The Fall of the Roman Empire
One of the major causes behind the collapse of one of the mightiest states at the time was the dissonance between the democratic political system that existed on paper and absolute monarchy prevailing de facto. As a result, the empire’s government became rather oppressive, creating severe pressure on the Roman residents (Gibbon 2020). The authoritative form of ruling resulted in the thrive of corruption. Finally, the state itself was suffering from various invasions that disrupted the Romanians’ integrity.
As the empire was overwhelmed with the need to fight the invaders, Romanians were forced to sponsor the state military by paying incredibly high yet unfair taxes. Moreover, the overall economic situation of the state was inefficient and doomed to fail due to its overreliance on slavery (Gibbon 2020). With the ongoing economic and political problems, it was rather difficult for the Romanians to remain supportive of their state and feel patriotic about the state’s current affairs. As a result, society was going through a patriotic crisis followed by the social gap increase, where the difference between the welfare of the rich and poor residents was immense (Gibbon 2020). Such a division resulted in the increase in individualism as a driving social force.
The United States in 2021
One of the most severe issues striking the state of political affairs in the modern US is the polarization between the leading parties. The difference between democratic and republican approaches to the US political agenda results in the Americans being divided into two rival camps (West and Iyengar 2020). The economic gap between middle-class and well-to-do Americans requires reconsideration of income rates and tax systems. According to the studies, many Americans are currently dissatisfied with their income, as they are not capable of planning their future and secure financial stability for themselves and their families (Oishi, Kushlev, and Schimmack 2018). Modern American society is overwhelmed with various issues. The protests related to racial discrimination that emerged in 2020 continue nowadays, as such precedents as the COVID-19 outbreak reveal the implicit racial biases in the pandemic response (Devakumar et al. 2020). Political polarization is also an influential factor in terms of social well-being for modern Americans.

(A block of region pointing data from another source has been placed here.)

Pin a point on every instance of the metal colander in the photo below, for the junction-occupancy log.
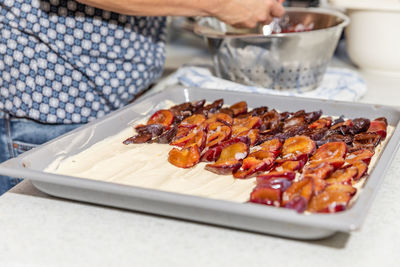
(282, 61)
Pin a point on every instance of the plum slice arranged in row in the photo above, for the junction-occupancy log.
(301, 160)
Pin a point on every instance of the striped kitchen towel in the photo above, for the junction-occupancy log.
(337, 84)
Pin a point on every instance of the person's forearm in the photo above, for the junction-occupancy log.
(241, 13)
(155, 7)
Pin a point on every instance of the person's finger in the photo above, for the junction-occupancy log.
(277, 10)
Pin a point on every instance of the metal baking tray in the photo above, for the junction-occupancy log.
(247, 216)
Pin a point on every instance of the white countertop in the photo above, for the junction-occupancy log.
(39, 230)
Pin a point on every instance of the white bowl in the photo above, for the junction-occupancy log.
(373, 36)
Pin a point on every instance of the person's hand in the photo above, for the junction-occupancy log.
(247, 13)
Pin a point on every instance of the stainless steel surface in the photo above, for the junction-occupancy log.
(259, 218)
(282, 61)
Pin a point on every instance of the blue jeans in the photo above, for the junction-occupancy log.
(18, 135)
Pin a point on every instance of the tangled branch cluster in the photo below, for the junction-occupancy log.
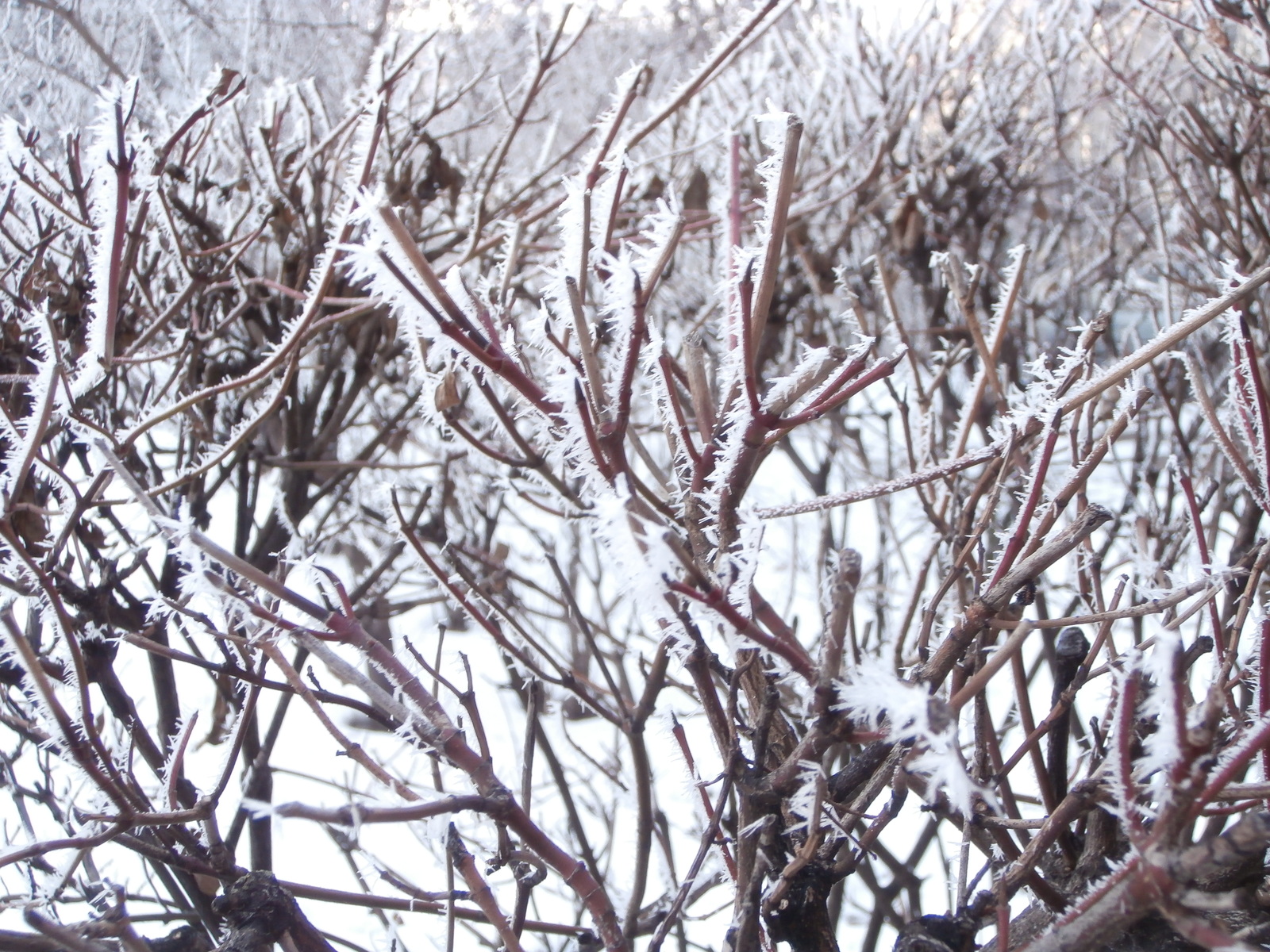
(705, 526)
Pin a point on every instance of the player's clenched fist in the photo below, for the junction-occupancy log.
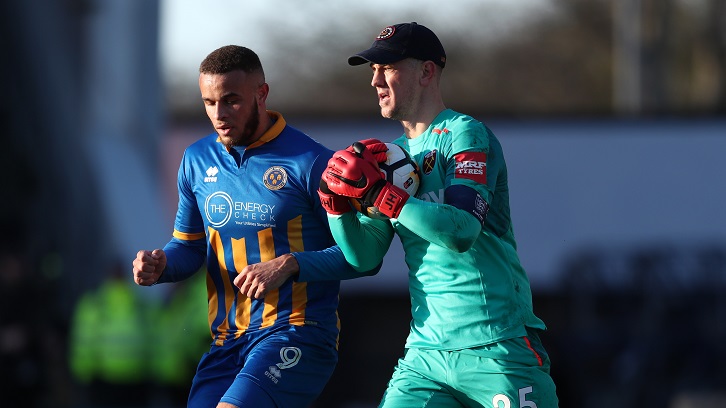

Having taken into consideration the aforementioned facts, it would be safe to assume that today’s situation in the US might eventually lead to a collapse. However, unlike the fall of the Roman Empire, the US scenario should be evaluated through the prism of modern context. Hence, although both the US and the Roman Empire experience such issues as the development of individualism, economic discrepancies among the population, and social discrimination, the US remains a democratic state. Thus, Americans have the chance to resolve issues by addressing the government, which means that the revolutions and modifications may take place without a full-scale national collapse.
History as a process of critical evaluation of various precedents often tackles history’s ability to repeat itself in the future. Thus, when speaking of such events as state collapse, it is of paramount example to critically assess the actions leading to the fall in order to avoid such consequences in the long-term perspective. When evaluating the current state of affairs in the US, it may be concluded that despite a number of issues, it is unlikely to repeat the experience of Rome due to the difference in the events’ context.
Devakumar, Delan, Geordan Shannon, Sunil S. Bhopal, and Ibrahim Abubakar. 2020. “Racism and Discrimination in COVID-19 Responses.” The Lancet 395 (10231): 1194.
Gibbon, Edward. 2020. The History of the Decline of the Roman Empire: Volume Eight. Germany: Jazzybee Verlag.
Oishi, Shigehiro, Kostadin Kushlev, and Ulrich Schimmack. 2018. “Progressive Taxation, Income Inequality, and Happiness.” American Psychologist 73 (2): 157.
West, Emily A., and Shanto Iyengar. 2020. “Partisanship as a Social Identity: Implications for Polarization.” Political Behavior: 1-32.